Have you ever thought of owning a franchise? Or are you in a business where you hope to have franchisees? Many businesses are set up as a franchisor/franchisee relationship. In these situations, it’s important to draft agreements not only to cover the immediate terms of the relationship — but also to incorporate a potential future change in ownership of the franchisor.
The reason: Many times, franchise owners would like to reap the benefits of their success and sell or merge with other businesses. While this is a potential growth opportunity, it can also lead to growing pains. A solid franchise agreement can limit conflicts that can occur with future changes in ownership.
Example: Let’s say Franchisor #1 acquires or merges with Franchisor #2. Along with this acquisition or merger, the successor Franchisor may want the newly merged or acquired franchisees to assume new products, a new marketing strategy, a new territory or even a new trade name. The issue is whether a new franchisor is legally capable of doing so. And if so, whether there is a way to formulate a franchise agreement to allow for such a scenario in the future. Anticipation of certain issues is important because of the potential lawsuits which can arise, based on, for instance:
- Wrongful termination,
- Forced sale, or
- Forced changes.
An attorney can help draft the agreement to minimize potential conflicts at a later date.
M&A Factors to Consider
When deciding to merge or acquire a franchise, the parties must determine whether there is:
- Adherence to the explicit terms of the agreement;
- Permissible modification to the agreement;
- Sufficient notification;
- An explicit right to renew;
- Discriminatory action; and
- Constructive termination.
Just Cause Requirement and Covenant of Good Faith
Many states have statutes that require just cause to alter a contract. This may include a just cause requirement for both terminations and non-renewals. Courts interpret just cause differently. Some states interpret just cause broadly (for example, basing it on a franchisor’s legitimate business reasons) while other states interpret it narrowly (for example, holding that a business justification argument is meaningless because a franchisor could always claim a plausible business reason for termination).
Courts in some jurisdictions will also determine whether a covenant of good faith and fair dealing is applicable. Courts generally use a measure of the justifiable expectations of the parties. As a result, where one party acts arbitrarily, capriciously, or unreasonably, the court may decide to compensate the second party for its damages or excuse it from performance.

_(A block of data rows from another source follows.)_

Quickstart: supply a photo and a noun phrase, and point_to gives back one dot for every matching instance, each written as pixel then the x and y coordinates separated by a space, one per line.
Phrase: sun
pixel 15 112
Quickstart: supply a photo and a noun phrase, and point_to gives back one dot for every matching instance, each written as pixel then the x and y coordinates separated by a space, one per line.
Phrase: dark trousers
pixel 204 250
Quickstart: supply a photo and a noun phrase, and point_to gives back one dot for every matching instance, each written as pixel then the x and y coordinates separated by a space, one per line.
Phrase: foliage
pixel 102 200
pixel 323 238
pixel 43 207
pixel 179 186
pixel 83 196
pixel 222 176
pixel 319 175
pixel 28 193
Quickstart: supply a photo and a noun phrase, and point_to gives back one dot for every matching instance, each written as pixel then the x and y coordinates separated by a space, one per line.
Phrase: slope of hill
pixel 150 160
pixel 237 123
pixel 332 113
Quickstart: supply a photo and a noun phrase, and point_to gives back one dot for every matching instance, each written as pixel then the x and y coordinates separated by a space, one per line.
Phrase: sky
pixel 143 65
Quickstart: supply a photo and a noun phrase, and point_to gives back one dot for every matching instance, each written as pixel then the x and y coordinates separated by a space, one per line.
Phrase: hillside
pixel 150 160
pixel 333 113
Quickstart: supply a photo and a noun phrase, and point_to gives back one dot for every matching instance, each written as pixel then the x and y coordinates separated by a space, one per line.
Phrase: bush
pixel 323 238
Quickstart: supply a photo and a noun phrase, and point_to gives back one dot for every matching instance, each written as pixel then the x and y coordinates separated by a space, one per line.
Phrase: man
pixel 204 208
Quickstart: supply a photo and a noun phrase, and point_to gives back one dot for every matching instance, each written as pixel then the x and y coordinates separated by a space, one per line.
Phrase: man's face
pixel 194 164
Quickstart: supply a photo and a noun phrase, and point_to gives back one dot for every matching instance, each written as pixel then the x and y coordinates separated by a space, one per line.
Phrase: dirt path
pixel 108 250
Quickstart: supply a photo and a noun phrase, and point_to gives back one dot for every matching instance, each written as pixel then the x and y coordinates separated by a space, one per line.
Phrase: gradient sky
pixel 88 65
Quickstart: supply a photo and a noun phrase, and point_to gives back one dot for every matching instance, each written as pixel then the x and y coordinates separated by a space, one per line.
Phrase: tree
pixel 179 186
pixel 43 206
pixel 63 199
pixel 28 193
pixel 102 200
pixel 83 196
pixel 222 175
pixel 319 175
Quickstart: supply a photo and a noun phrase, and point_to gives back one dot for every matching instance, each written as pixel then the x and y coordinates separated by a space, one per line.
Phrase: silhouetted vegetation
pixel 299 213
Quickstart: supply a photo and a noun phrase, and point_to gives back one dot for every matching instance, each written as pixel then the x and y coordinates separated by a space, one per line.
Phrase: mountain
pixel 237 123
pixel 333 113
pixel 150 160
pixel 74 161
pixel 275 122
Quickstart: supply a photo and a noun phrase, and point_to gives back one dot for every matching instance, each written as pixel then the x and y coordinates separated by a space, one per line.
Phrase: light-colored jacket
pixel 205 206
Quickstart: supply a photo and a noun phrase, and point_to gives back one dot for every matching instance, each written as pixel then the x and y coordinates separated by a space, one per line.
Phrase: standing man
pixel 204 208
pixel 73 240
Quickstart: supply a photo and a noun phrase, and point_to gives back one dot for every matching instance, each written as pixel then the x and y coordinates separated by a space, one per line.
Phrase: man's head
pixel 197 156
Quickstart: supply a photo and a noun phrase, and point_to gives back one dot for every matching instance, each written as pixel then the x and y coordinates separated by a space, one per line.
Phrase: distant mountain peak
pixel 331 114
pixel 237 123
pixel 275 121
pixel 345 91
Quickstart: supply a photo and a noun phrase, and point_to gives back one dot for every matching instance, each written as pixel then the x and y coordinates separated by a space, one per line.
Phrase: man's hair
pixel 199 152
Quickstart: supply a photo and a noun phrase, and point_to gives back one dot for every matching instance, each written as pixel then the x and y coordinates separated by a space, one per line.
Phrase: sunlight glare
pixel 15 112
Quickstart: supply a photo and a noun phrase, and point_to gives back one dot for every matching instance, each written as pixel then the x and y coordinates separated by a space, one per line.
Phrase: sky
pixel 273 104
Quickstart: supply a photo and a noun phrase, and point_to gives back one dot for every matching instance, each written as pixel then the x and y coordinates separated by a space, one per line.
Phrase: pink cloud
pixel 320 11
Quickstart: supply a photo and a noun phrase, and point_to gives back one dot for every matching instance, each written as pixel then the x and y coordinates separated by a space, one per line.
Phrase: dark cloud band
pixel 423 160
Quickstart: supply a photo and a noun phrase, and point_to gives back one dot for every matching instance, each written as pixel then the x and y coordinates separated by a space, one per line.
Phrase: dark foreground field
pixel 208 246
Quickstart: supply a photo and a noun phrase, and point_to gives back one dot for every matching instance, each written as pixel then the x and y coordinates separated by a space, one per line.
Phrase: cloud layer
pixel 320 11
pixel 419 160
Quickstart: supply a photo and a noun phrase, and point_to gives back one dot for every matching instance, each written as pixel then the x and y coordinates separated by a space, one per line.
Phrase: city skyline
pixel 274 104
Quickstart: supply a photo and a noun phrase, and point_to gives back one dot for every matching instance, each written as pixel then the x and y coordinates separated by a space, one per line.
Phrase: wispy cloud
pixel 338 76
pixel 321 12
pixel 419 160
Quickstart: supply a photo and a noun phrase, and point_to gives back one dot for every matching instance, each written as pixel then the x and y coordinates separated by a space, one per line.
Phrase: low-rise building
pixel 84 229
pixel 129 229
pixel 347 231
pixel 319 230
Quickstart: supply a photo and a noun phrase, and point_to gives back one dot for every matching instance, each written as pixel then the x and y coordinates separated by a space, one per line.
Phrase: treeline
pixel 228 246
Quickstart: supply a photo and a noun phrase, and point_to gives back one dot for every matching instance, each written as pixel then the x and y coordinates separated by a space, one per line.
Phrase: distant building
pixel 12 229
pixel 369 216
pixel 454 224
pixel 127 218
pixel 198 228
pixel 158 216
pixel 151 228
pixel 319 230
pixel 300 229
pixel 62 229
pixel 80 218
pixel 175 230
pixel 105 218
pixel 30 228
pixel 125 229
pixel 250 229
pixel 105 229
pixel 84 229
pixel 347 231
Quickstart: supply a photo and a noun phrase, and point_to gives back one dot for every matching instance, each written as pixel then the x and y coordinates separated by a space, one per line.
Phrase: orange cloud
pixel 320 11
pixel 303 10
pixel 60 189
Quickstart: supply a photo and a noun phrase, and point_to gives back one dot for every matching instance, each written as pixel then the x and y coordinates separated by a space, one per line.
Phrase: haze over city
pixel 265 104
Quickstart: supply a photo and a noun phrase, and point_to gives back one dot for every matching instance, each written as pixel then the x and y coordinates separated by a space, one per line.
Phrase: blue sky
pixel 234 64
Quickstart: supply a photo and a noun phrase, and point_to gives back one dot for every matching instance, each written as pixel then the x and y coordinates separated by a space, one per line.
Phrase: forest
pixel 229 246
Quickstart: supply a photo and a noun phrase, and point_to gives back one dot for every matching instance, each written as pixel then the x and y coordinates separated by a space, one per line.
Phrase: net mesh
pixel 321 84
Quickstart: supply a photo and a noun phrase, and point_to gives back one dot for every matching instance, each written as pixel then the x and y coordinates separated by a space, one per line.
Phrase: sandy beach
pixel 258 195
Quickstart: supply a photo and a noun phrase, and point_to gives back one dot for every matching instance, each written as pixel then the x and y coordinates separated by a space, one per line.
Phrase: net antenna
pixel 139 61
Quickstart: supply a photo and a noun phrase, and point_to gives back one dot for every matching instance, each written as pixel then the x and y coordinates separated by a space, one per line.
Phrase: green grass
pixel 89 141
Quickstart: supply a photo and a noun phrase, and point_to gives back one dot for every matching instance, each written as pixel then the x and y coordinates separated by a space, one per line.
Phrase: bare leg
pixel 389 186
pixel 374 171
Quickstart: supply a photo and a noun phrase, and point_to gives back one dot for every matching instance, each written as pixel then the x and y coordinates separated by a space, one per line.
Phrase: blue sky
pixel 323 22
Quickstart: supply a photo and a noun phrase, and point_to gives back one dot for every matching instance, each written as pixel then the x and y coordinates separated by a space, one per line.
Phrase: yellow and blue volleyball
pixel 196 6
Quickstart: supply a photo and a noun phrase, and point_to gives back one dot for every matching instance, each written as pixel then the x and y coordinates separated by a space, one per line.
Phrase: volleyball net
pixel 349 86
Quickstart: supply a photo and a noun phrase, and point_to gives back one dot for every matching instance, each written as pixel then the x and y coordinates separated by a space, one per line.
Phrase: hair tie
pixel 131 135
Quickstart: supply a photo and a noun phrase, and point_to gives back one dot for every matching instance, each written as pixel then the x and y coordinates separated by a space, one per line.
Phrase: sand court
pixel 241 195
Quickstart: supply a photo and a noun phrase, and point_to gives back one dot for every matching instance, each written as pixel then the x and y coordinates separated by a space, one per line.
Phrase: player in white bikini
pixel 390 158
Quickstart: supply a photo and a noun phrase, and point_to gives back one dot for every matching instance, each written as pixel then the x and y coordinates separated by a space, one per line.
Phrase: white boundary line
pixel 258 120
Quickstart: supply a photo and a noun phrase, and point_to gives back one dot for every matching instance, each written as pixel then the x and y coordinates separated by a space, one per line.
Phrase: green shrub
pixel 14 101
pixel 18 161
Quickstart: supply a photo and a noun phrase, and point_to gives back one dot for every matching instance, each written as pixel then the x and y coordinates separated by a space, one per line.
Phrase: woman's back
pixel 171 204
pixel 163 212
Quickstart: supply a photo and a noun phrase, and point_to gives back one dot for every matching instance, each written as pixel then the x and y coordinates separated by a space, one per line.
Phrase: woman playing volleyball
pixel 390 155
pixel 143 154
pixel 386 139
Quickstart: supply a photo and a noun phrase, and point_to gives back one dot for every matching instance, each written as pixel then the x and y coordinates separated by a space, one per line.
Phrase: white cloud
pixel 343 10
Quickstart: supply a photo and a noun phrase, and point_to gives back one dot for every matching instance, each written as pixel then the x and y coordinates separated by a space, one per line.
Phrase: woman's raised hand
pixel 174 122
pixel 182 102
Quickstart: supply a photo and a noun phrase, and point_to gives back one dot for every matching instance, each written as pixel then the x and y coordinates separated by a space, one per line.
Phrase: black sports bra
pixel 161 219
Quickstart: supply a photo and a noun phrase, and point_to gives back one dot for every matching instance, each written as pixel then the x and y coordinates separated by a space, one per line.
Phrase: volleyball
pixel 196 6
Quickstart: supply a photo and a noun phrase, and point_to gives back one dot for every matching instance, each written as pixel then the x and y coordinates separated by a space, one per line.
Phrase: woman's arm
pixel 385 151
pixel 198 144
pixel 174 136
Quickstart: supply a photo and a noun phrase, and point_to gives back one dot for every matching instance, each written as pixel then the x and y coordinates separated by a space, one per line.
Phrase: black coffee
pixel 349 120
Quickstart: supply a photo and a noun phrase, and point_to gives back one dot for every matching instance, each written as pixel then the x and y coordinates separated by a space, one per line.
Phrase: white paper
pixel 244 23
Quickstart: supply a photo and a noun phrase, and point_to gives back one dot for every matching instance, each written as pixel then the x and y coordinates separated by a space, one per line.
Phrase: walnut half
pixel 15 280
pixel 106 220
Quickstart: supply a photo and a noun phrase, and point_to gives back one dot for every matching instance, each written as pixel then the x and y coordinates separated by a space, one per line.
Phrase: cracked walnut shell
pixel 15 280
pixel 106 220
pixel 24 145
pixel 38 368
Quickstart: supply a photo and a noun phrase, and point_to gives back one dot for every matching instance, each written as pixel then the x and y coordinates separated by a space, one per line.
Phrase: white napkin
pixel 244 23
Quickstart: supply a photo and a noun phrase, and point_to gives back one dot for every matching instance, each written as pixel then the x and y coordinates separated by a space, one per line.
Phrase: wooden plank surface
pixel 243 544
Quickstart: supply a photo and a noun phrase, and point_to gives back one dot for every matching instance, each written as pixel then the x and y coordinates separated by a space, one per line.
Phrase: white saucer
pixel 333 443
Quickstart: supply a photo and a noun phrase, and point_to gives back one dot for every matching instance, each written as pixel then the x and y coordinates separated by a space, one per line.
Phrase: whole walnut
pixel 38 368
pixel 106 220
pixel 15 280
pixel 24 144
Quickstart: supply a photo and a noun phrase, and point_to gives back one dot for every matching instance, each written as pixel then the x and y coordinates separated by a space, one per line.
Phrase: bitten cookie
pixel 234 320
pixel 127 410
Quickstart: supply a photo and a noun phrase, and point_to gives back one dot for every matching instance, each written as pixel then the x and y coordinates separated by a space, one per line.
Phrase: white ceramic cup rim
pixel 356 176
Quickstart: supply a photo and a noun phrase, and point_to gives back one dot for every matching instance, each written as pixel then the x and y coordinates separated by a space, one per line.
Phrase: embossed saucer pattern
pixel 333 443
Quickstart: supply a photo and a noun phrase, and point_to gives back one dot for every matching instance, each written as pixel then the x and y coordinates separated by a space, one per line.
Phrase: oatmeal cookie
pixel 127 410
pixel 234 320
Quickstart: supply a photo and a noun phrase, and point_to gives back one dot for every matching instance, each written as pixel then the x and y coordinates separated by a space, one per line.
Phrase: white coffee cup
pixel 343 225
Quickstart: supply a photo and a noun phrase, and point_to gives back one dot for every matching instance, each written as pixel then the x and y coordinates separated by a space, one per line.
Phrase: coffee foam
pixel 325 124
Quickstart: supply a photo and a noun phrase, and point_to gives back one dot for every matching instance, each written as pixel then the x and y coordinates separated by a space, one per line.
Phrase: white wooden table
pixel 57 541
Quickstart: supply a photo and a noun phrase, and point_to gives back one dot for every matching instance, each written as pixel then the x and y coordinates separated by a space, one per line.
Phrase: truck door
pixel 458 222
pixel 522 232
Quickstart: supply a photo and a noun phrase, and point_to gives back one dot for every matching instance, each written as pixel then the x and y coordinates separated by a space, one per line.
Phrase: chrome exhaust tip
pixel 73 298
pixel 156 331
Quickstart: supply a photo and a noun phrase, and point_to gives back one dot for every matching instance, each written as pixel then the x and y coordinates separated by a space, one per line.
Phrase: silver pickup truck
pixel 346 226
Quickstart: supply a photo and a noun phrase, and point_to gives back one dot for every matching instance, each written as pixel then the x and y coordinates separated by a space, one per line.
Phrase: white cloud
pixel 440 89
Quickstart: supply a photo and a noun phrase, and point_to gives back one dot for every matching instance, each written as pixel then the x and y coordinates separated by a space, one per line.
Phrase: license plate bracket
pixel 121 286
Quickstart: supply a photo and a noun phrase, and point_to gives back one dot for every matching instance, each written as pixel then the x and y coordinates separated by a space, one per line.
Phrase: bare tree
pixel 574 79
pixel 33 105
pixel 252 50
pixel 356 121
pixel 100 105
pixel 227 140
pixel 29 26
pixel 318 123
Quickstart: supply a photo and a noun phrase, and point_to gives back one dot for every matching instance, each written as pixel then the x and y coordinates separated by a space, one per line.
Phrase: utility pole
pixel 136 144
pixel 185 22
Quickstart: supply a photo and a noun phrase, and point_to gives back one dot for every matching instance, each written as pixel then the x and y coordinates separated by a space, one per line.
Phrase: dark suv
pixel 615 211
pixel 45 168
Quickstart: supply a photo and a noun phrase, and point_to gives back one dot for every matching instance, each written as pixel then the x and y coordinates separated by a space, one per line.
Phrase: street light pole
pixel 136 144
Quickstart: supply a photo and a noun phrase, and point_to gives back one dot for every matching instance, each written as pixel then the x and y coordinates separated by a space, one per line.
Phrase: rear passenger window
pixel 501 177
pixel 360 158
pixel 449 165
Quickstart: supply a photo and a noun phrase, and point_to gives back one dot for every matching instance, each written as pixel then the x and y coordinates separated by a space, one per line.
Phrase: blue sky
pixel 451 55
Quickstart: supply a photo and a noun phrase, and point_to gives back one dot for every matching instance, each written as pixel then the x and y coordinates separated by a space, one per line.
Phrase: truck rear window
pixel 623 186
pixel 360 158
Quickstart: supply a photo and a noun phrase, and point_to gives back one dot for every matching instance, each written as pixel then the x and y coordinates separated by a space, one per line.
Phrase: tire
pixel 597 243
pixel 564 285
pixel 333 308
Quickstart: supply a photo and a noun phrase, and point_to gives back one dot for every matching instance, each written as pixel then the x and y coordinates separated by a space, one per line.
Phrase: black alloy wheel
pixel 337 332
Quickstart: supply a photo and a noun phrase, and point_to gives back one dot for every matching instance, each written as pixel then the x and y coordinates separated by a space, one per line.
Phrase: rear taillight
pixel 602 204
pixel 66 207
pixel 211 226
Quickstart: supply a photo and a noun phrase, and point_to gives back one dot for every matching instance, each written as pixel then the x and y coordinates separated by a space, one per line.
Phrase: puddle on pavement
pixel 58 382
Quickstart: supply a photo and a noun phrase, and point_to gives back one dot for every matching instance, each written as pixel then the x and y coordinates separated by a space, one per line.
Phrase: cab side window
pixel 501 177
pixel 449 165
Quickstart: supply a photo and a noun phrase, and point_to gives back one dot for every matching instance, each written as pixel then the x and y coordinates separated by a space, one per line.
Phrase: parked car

Terms and Provisions of an Agreement
Next, consider what terms you need to put into the agreement that are pertinent to a potential future merger or acquisition including the right to:
- Add or delete products;
- Add new franchisees to geographical areas;
- Alter or change the trademark;
- Advertise new products or services;
- Terminate a business or product line due to a merger or acquisition; and;
- Request a remodeling or redecoration.
When drafting a franchise agreement, you must decide what can potentially happen in a merger. Each of the above terms should be accounted for in the agreement. Further, consider whether there is a statute in your state requiring a just cause basis for a merger, acquisition, or termination, or whether there is an implied covenant of good faith in your jurisdiction. These are complicated issues. Consult with your attorney about them before entering into a franchise agreement.